While many Marines transition successfully, others struggle. Some studies estimate that more than 40% of veterans leave their first post-military job within a year. The VA's latest suicide report shows veterans from the Corps, where tight-knit camaraderie is prized, face the highest risk of suicide within a year of exiting relative to other services.
Ruiz argued that speeding up and smoothing the hiring process could help reduce that early instability.
For example, he said, the Secret Service can have an 18-month application period for applicants, even as the agency works to expand its ranks amid an injection of cash.
"You want Marines. I want you to have Marines. You got to come to the left," Ruiz said, referring to a quicker hiring timeline. He recalled a conversation with Secret Service director Sean Curran last month. "I will give you access to them throughout the years that they're in the Marine Corps, so we can move that date to the left, so they can transition straight in.'
"That's a lot of time in between for life to happen," Ruiz said.
The Secret Service is trying to shorten its lengthy hiring process by condensing qualifying events — like polygraphs and various exams — for applicants, Nate Herring, an agency spokesperson, said in an email to Business Insider. Herring cited an aggressive push to recruit more veterans and reduce hiring bureaucracy, too, in some cases cutting the process by six months.
Rather than waiting until Marines exit active duty to begin lengthy application processes and hit unexpected chokepoints, Ruiz wants employers to move hiring timelines sooner, starting any additional background checks, interviews, and paperwork during a Marine's final year of service, including while deployed.

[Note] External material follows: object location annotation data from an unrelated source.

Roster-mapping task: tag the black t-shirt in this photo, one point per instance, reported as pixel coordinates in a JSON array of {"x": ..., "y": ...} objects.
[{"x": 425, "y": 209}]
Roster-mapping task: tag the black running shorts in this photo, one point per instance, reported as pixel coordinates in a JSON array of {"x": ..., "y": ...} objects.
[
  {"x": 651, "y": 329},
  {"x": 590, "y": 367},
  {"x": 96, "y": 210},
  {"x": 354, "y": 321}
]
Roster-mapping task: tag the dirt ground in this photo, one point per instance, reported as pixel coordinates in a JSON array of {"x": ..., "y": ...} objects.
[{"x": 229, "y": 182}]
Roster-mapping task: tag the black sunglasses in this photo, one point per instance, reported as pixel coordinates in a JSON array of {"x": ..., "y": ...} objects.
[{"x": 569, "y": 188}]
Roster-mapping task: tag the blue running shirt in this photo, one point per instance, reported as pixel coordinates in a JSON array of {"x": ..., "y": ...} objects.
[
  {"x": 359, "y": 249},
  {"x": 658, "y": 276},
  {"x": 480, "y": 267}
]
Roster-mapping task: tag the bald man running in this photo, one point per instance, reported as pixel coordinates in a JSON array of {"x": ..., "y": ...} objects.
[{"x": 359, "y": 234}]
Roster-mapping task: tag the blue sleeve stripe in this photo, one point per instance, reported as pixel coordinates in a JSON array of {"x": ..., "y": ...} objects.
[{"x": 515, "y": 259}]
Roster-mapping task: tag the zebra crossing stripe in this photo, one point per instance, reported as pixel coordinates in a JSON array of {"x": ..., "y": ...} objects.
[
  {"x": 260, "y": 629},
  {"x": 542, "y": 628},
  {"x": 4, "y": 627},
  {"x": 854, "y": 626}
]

Such a shift would require buy-in from the service's middle-management ranks, who may be reluctant to let subordinates spend more time on job searches, a challenge not usually well-understood throughout the active ranks, though often felt by those leaving.
A 2020 Department of Veterans Affairs report found that "many veterans did not understand the magnitude of the issues they might face when transitioning to civilian life."
Ruiz also floated the idea of formal partnerships between the Marine Corps and private-sector employers, including Big Tech companies, from the time a recruit enters the Corps, that would guarantee job placement for selected Marines upon completing their enlistment, provided they meet agreed-upon benchmarks.
Such early partnerships could offer recruits and families greater career stability and more predictability. Many recruits already join the military planning to stay for one or two tours and use their service as an important stepping stone.
Shipbuilding, a priority industry for the Trump administration and one that is grappling with persistent workforce shortages and pay challenges, could also benefit from a more direct Marine-to-industry pipeline, Ruiz said.
"You want Marines, you want this kind of work ethic, you want this kind of passion," he said of similar industries. "Then build the pipeline, build an incentive package that's worth their talents, and I think they'll come no matter where you are."
Some career fields have programs in place already to help troops quickly land in suitable career fields. But those existing efforts, including those within the civilian sector, generally fall short.
"It's not good enough," he said. "You're taking too long, and we can be better."